Génocide, Shoah, Nakba sont des mots lourds de sens. Le premier est entré dans notre vocabulaire juridique avec la convention pour la prévention et la répression du crime de Génocide (CPRCG) approuvée à l'unanimité par la résolution 260 de l’assemblée générale de l’ONU le 9 décembre 1948, entrée en vigueur le 12 janvier 1951 et aujourd’hui ratifiée par 153 pays. Il aura fallu 6 millions de Juifs abattus pour que la réalité des abattoirs nazis soit qualifiée juridiquement par le nouveau mot génocide qui aujourd’hui dépasse cette qualification : il est devenu dans notre imaginaire le « crime des crimes ». Mais existe-t-il une hiérarchie des crimes : crimes de guerre, crimes contre l’humanité, génocide ? Certainement pas du point de vue des morts auxquels se sont ajoutés ceux des abattoirs du Cambodge, de Bosnie et du Rwanda. Nos mots sont ceux de vivants.
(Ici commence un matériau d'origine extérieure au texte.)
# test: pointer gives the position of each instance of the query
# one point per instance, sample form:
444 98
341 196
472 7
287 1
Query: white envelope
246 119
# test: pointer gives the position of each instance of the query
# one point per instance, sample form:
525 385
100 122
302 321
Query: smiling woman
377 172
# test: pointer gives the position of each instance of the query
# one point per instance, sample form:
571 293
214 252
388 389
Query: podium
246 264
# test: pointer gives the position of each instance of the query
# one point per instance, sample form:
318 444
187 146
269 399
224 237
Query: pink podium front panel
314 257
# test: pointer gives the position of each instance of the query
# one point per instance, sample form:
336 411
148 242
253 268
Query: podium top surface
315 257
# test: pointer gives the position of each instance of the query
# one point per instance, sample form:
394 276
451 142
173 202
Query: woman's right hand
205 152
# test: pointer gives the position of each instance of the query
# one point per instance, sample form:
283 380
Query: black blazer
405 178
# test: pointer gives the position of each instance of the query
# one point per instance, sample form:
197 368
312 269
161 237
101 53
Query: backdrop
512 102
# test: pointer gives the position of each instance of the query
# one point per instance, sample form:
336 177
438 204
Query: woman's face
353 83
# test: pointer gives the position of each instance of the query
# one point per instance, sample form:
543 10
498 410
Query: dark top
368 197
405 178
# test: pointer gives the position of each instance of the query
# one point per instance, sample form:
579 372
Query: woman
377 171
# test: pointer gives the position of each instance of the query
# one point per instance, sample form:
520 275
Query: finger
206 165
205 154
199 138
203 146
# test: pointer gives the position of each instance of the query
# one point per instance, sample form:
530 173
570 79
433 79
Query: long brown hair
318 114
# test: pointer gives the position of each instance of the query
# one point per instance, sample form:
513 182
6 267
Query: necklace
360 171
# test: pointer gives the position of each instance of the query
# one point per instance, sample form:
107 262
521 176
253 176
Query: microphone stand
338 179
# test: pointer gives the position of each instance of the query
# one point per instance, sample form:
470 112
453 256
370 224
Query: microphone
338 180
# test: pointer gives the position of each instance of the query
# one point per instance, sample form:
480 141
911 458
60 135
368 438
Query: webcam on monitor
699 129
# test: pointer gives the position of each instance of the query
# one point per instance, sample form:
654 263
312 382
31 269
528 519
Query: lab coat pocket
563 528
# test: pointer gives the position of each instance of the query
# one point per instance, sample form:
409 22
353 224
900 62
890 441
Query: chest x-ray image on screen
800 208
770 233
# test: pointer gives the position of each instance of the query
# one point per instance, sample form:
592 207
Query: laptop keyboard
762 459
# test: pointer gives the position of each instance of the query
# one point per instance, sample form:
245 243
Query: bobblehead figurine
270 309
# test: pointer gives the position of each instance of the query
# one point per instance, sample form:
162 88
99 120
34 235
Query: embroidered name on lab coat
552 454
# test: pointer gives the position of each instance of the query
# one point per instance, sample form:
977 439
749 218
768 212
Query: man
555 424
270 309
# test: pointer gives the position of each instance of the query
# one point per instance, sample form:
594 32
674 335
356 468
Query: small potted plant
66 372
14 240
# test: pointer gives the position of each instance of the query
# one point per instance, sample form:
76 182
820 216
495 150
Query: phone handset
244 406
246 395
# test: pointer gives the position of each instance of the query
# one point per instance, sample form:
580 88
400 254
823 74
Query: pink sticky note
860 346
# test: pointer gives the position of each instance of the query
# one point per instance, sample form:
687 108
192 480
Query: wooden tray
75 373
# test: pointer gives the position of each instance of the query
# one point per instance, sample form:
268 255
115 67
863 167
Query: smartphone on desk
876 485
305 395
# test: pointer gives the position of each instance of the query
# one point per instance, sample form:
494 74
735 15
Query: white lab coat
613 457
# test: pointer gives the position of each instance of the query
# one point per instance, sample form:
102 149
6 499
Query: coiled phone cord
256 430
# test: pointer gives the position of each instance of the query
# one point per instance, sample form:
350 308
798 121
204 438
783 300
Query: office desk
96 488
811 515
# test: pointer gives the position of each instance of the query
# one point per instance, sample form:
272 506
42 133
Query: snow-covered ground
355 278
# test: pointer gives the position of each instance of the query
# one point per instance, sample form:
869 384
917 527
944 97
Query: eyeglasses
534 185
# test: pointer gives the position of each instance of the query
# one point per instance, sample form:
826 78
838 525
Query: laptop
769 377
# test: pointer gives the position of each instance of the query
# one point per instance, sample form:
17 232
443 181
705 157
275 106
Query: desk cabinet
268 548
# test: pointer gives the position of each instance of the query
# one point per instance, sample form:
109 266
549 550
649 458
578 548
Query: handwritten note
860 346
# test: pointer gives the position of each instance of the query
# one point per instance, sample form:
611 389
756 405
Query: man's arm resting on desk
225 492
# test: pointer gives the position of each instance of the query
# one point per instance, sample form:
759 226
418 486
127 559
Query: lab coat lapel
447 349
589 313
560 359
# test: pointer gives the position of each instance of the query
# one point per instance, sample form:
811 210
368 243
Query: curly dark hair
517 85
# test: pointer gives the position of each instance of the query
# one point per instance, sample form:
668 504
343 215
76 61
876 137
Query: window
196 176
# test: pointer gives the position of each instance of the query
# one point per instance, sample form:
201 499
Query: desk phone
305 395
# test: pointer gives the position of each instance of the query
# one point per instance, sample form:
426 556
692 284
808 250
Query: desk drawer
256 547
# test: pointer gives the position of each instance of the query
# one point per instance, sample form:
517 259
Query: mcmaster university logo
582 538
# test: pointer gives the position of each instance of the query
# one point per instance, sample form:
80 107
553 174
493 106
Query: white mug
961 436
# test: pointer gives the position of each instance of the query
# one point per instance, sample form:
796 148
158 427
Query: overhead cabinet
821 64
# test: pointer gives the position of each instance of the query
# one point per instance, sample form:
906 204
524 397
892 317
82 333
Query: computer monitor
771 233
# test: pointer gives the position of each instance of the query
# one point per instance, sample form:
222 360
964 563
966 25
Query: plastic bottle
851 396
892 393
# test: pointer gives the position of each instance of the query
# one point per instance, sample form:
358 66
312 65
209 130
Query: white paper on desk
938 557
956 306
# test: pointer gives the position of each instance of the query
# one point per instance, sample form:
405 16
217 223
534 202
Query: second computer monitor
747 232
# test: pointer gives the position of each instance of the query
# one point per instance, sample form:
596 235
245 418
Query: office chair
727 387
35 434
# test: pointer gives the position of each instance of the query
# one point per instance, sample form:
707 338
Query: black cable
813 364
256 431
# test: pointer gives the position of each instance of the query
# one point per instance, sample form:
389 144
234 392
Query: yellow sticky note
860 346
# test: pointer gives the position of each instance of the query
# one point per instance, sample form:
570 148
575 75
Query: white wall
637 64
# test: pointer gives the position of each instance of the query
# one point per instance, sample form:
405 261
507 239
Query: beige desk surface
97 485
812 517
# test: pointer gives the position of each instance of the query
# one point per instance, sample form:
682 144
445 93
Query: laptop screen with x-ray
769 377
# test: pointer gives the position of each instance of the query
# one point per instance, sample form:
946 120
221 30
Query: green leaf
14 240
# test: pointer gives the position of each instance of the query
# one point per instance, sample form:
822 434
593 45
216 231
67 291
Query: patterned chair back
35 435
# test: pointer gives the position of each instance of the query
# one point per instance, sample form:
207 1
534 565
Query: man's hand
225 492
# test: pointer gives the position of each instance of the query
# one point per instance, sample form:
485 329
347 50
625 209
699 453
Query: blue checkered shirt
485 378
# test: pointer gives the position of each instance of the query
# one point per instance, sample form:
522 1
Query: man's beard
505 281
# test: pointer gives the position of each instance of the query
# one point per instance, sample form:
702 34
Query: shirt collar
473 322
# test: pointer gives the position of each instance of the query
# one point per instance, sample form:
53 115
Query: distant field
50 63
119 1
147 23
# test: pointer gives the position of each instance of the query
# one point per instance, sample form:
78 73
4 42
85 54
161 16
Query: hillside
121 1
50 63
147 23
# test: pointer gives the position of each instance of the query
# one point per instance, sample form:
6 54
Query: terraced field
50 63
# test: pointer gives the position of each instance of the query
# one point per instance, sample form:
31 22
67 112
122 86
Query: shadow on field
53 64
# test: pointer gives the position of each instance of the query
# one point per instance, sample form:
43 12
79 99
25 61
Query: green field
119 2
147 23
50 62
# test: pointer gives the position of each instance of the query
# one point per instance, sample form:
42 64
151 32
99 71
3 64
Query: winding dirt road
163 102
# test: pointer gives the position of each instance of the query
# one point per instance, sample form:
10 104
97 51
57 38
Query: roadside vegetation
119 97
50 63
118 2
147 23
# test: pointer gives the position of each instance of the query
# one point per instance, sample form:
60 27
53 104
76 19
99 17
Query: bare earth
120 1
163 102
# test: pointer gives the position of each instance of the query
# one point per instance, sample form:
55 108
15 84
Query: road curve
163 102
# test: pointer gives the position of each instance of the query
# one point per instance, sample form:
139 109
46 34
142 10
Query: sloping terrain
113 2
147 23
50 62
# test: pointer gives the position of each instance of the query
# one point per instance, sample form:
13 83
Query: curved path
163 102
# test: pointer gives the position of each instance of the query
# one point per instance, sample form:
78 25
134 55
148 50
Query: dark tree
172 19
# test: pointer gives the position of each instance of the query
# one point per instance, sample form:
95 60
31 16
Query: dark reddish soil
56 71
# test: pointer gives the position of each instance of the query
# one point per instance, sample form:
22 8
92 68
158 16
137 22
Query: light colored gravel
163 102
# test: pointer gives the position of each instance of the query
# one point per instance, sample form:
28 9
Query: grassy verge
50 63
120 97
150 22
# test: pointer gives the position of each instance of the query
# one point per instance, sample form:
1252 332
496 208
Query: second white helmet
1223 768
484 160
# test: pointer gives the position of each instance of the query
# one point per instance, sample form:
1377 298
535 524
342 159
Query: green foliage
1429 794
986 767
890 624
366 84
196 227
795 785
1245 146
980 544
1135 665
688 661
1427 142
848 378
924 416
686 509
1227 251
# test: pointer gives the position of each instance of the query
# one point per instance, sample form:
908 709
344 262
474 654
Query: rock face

Quant au vieux mot hébreu Shoah, « la catastrophe », il a été utilisé par les Juifs dès le début de la seconde guerre mondiale pour dire les persécutions, puis les massacres et l’extermination en cours. Il s’est imposé dans notre vocabulaire moral en 1985 à la sortie du film de Claude Lanzmann. Le mot Nakba a la même signification en arabe pour les Palestiniens, « la calamité, la catastrophe », il dit les 10 000 à 15 000 victimes palestiniennes de la guerre de 1947-1949 mais surtout les 700 000 Palestiniens expulsés de leurs terres[3]. Viendra-t-il dire aussi les 64 656 morts à Gaza[4] ? A moins qu’un nouveau mot ne soit créé.
A quoi bon s’indigner avec des mots qui ajoutent de la complexité à la confusion ? Faut-il les dire parce que la parole serait la seule arme qui nous reste face à l’enfer du présent ? Parler pour palier notre incapacité à agir ou à peser, humilie. Faut-il pour autant nous taire ? La parole est aussi l’arme des assassins, leurs mots tuent. Ceux de leurs complices et de leurs auxiliaires qui reconnaissent aujourd’hui l’existence d’une nécropole, répandent la chaux dans les fosses communes pour faire disparaître les corps. N’écoutons donc pas le démon de notre cœur qui nous conseille la résignation. Pour l’honneur et la mémoire, à défaut d’influer sur la marche des évènements, témoignons, écrivons, documentons. Nos mots sont ceux des morts innocents.
[1] Rapport de l’association Memoria de Mallorca, projet Todas la causas. Publié le 16 juillet 2024
[2] AFP “Israel social security data reveals true picture of Oct 7 deaths”, publié le 15 décembre 2023.
[3] Ilan Pappé, The Ethnic Cleansing of Palestine. Londres et New York, Oneworld, 2006
[4] Office de Coordination des Affaires Humanitaires des Nations Unies. 17 septembre 2025.